Korean Studies Colloquium
Thursday, October 2, 2025 - 12:00pm

Sejin Um

2025-26 Moon Family Postdoctoral Fellow in Korean Studies

University of Pennsylvania

3600 Market Street, Suite 310

In an age of insecurity, what does it mean to have a stable, long-term career with a single employer? While prior research often portrays secure employment as a desirable means of navigating the precarious labor market, it remains unclear whether workers themselves share this perspective. Drawing on 126 interviews with white-collar workers in highly secure employment at large bureaucratic firms in Korea, I find that job security is devalued—these jobs are viewed not as a privilege but as an obstacle to embodying a “culture of enterprise” that idealizes self-responsibility, flexibility, and mobility. Interviewees highlighted the social risks and unease tied to staying in their secure jobs, citing the lack of “growth,” meaning the development of marketable skills and experiences that are portable across organizations. I term this fear and distress of failing to meet the prevailing cultural ideal of self-entrepreneurship stagnation anxiety. This led some to leave their jobs and pursue alternative careers better aligned with enterprise culture, while others stayed but struggled with feelings of inadequacy. Only a small minority rejected enterprise culture in favor of even more secure employment. I argue that stagnation anxiety captures the emerging labor market insecurities experienced by workers in today’s fast-changing economy.
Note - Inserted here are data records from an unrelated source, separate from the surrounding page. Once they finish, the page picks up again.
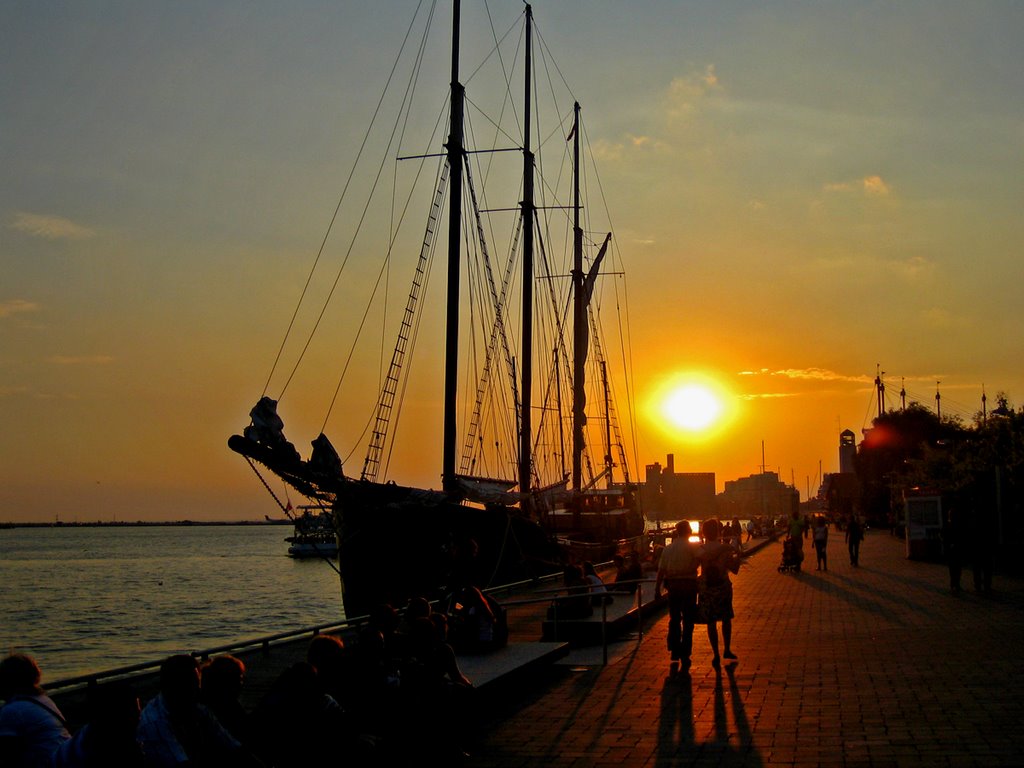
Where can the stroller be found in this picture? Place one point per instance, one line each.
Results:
(793, 555)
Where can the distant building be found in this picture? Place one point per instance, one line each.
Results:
(841, 491)
(668, 495)
(757, 496)
(847, 451)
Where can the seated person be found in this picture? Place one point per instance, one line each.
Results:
(31, 725)
(175, 728)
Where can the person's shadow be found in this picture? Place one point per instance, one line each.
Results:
(677, 742)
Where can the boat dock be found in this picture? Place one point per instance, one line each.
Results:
(871, 666)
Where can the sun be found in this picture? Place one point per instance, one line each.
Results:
(692, 408)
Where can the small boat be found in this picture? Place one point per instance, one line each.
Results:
(532, 450)
(314, 535)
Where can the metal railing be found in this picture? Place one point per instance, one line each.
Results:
(350, 626)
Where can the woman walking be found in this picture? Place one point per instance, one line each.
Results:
(821, 542)
(717, 560)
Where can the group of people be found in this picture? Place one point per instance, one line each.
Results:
(696, 578)
(817, 530)
(395, 691)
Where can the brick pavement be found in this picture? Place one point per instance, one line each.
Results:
(876, 666)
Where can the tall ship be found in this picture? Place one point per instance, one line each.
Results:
(531, 451)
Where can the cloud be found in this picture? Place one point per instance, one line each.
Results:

Sejin Um is a sociologist of work and organizations, culture, and gender, with a regional focus on Korea. She is currently working on her first book manuscript, tentatively titled Good Job If You Can Leave It: The Career Dilemma of Korean Office Workers. The book draws on over 120 in-depth interviews with young, current and former white-collar employees of Korea’s conglomerate firms (chaebol) to examine the tensions that arise when organizational structures premised on stability and loyalty clash with the broader culture that prizes mobility and self-fulfillment. It shows that workers grapple with the fear of “falling behind,” or failing to meet the prevailing cultural ideal of self-entrepreneurship. The book develops the concept of “stagnation anxiety” to capture this subjective dimension of insecurity and further examines the different ways in which workers respond to it. These findings suggest that shifting cultural understandings of what constitutes a good career have created new dilemmas even for those in highly secure employment.  

Sejin’s work has appeared in Gender, Work & Organization and Social Sciences. She completed her Ph.D. in Sociology from New York University in 2025. Prior to NYU, she received her MA from the University of British Columbia, Vancouver, and BA from Korea University, Seoul.